Export __vmalloc_node_range so it can be used in modules.
Use the newly exported __vmalloc_node_range in KVM on s390 to overcome
a hardware limitation.
Claudio Imbrenda (2):
mm/vmalloc: export __vmalloc_node_range
KVM: s390: fix for hugepage vmalloc
arch/s390/kvm/pv.c | 5 ++++-
mm/vmalloc.c | 1 +
2 files changed, 5 insertions(+), 1 deletion(-)
--
2.31.1
The recent patches to add support for hugepage vmalloc mappings added a
flag for __vmalloc_node_range to allow to request small pages.
This flag is not accessible when calling vmalloc, the only option is to
call directly __vmalloc_node_range, which is not exported.

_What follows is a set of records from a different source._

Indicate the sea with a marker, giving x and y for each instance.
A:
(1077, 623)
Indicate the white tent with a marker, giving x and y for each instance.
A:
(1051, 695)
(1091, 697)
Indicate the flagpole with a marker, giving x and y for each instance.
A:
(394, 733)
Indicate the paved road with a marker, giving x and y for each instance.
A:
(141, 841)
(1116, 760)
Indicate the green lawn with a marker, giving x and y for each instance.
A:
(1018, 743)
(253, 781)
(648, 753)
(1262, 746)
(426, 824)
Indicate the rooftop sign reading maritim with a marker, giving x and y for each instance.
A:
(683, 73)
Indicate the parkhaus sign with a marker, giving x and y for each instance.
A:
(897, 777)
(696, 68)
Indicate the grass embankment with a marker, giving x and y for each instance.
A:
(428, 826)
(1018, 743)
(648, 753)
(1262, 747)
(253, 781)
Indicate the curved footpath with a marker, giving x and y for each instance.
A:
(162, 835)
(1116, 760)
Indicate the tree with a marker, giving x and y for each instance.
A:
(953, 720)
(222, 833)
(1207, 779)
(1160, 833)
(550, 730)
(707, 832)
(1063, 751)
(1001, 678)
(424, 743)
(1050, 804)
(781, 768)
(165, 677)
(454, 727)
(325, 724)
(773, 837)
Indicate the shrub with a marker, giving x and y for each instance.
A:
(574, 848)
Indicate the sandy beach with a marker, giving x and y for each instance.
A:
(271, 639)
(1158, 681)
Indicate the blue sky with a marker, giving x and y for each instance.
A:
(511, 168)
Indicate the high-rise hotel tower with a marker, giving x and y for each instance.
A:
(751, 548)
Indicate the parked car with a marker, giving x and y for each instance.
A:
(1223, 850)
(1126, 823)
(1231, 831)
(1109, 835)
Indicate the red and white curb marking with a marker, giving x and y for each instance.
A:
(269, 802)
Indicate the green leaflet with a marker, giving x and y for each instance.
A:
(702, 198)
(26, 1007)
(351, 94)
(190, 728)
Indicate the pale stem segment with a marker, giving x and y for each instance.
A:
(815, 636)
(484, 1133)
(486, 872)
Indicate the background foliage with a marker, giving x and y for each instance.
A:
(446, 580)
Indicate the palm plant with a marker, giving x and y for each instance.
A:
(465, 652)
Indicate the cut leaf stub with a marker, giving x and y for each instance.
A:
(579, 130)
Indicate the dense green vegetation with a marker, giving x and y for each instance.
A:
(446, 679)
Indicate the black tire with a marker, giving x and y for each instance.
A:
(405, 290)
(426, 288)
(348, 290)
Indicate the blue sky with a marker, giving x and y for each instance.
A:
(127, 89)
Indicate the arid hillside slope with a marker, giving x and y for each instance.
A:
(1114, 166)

This means that a module can't vmalloc memory with small pages.
Case in point: KVM on s390x needs to vmalloc a large area, and it needs
to be mapped with small pages, because of a hardware limitation.
This patch exports __vmalloc_node_range so it can be used in modules
too.
Signed-off-by: Claudio Imbrenda <[email protected]>
Cc: Andrew Morton <[email protected]>
Cc: Nicholas Piggin <[email protected]>
Cc: Uladzislau Rezki (Sony) <[email protected]>
Cc: Catalin Marinas <[email protected]>
Cc: Thomas Gleixner <[email protected]>
Cc: Ingo Molnar <[email protected]>
Cc: David Rientjes <[email protected]>
---
mm/vmalloc.c | 1 +
1 file changed, 1 insertion(+)
diff --git a/mm/vmalloc.c b/mm/vmalloc.c
index a13ac524f6ff..bd6fa160b31b 100644
--- a/mm/vmalloc.c
+++ b/mm/vmalloc.c
@@ -2937,6 +2937,7 @@ void *__vmalloc_node_range(unsigned long size, unsigned long align,
return NULL;
}
+EXPORT_SYMBOL_GPL(__vmalloc_node_range);
/**
* __vmalloc_node - allocate virtually contiguous memory
--
2.31.1
The Create Secure Configuration Ultravisor Call does not support using
large pages for the virtual memory area. This is a hardware limitation.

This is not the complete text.